Глядь-поглядь, от ближнего озера, из кустов идет женщина в драном ситцевом платье, косынку за угол по отаве тащит, волосья у нее сбиты, растрепаны, чулки упали на щиколотки, парусиновые туфли в грязи, да и сама женщина, чем-то очень и очень знакомая, вся в зеленовато-грязной тине.
— Тетя Граня! — бросился навстречу женщине Леонид. — Тетя Граня? Что с тобой?
Тетя Граня рухнула наземь, обхватила Леонида за сапоги:
— Ой, страм! Ой, страм! Ой, страм-то какой!..
— Да что такое? Что? — уже догадываясь, в чем дело, но не желая этому верить, тряс тетю Граню Сошнин.
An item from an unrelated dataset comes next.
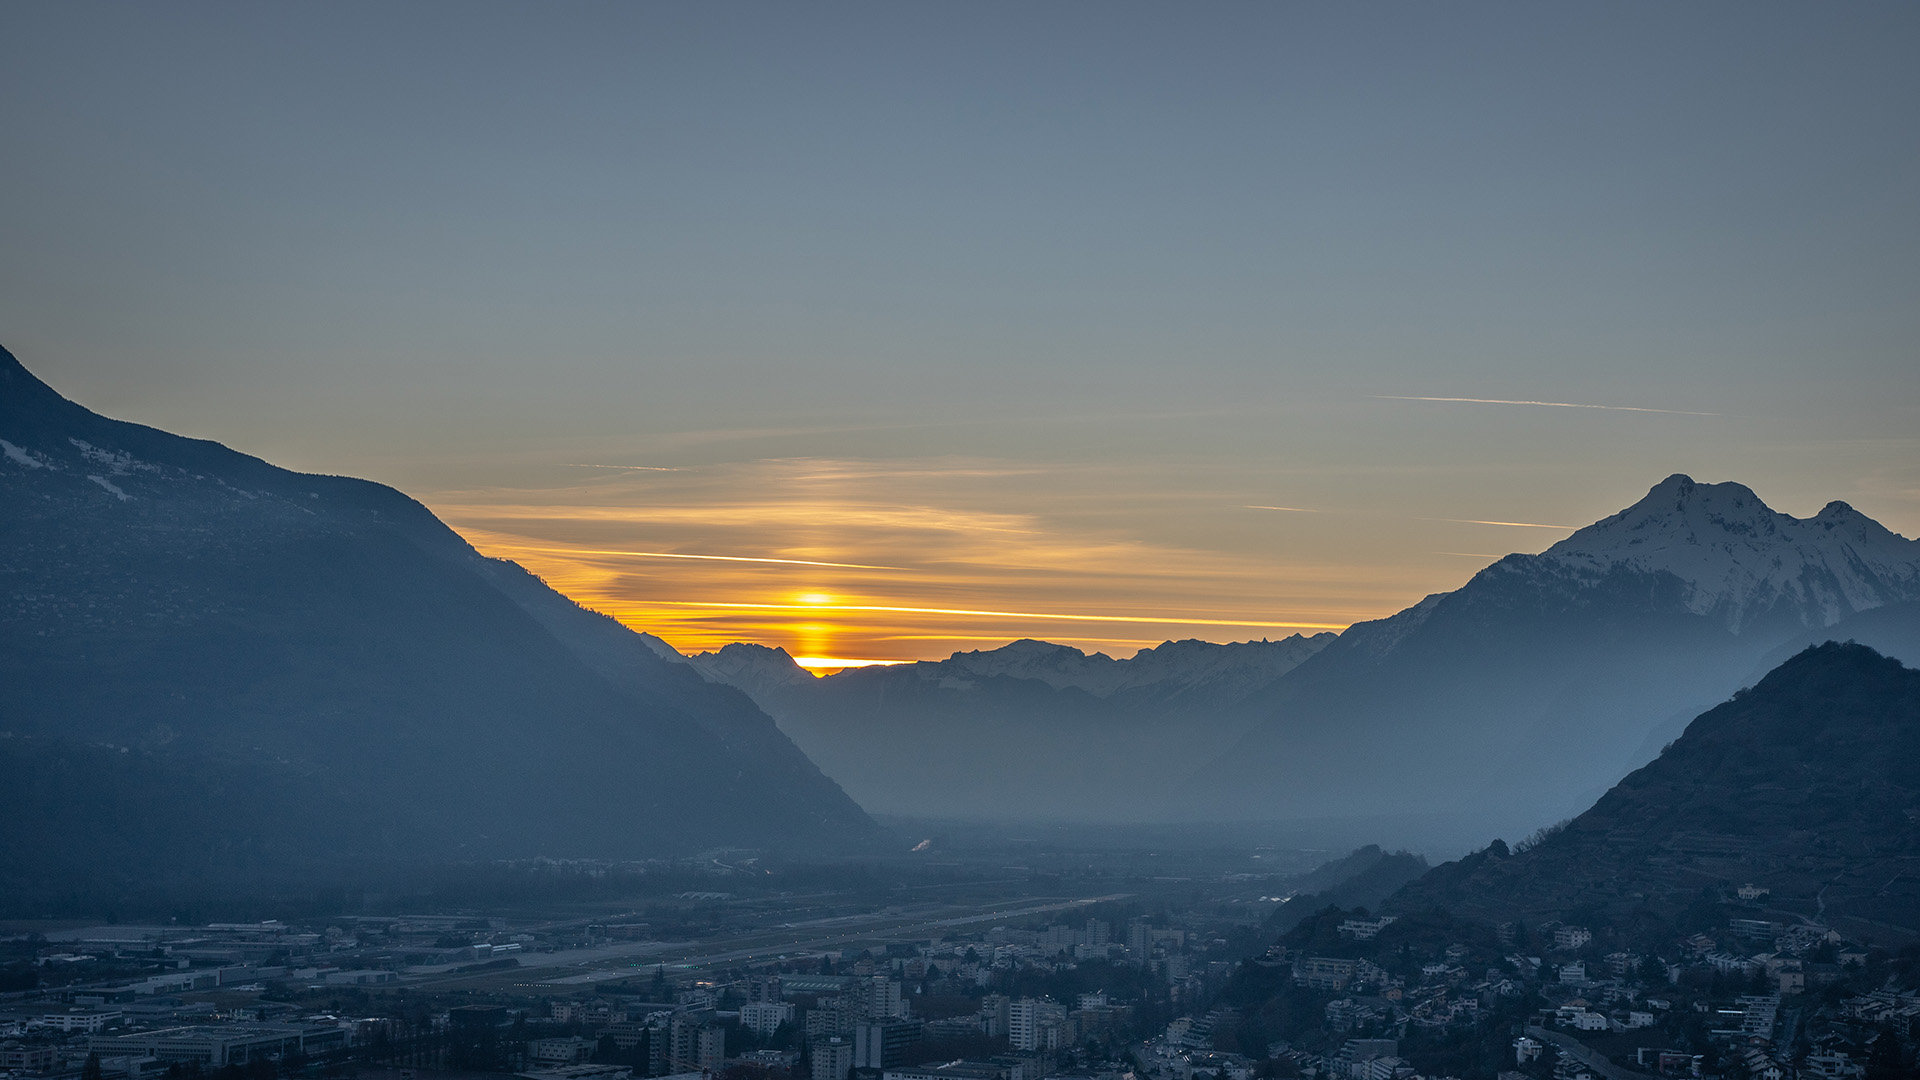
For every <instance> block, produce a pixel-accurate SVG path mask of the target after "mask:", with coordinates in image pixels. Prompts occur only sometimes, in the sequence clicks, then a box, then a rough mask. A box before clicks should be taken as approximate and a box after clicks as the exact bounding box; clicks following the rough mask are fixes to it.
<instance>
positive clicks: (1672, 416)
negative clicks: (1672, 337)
mask: <svg viewBox="0 0 1920 1080" xmlns="http://www.w3.org/2000/svg"><path fill="white" fill-rule="evenodd" d="M1375 398H1377V400H1382V402H1459V404H1469V405H1538V407H1544V409H1603V411H1609V413H1667V415H1672V417H1716V415H1720V413H1695V411H1692V409H1647V407H1642V405H1588V404H1582V402H1513V400H1507V398H1423V396H1419V398H1417V396H1405V394H1375Z"/></svg>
Тетя Граня села на отаву, огляделась, подобрала платье на груди, потянула чулок на колено и, глядя в сторону, уже без рева, с давним согласием на страдание, тускло произнесла:
— Да вот… снасиловали за что-то…
— Кто? Где? — оторопело, шепотом — сломался, куда-то делся голос, — переспрашивал Сошнин. — Кто? Где? — И закачался, застонал, сорвался, побежал к кустам, на бегу расстегивая кобуру. — Пере-стр-р-реля-а-а-аю-у-у!
Напарник по патрулю догнал Леонида, с трудом выдрал из его руки пистолет, который он никак не мог взвести срывающимися пальцами.
— Ты что? Ты что-о-о?!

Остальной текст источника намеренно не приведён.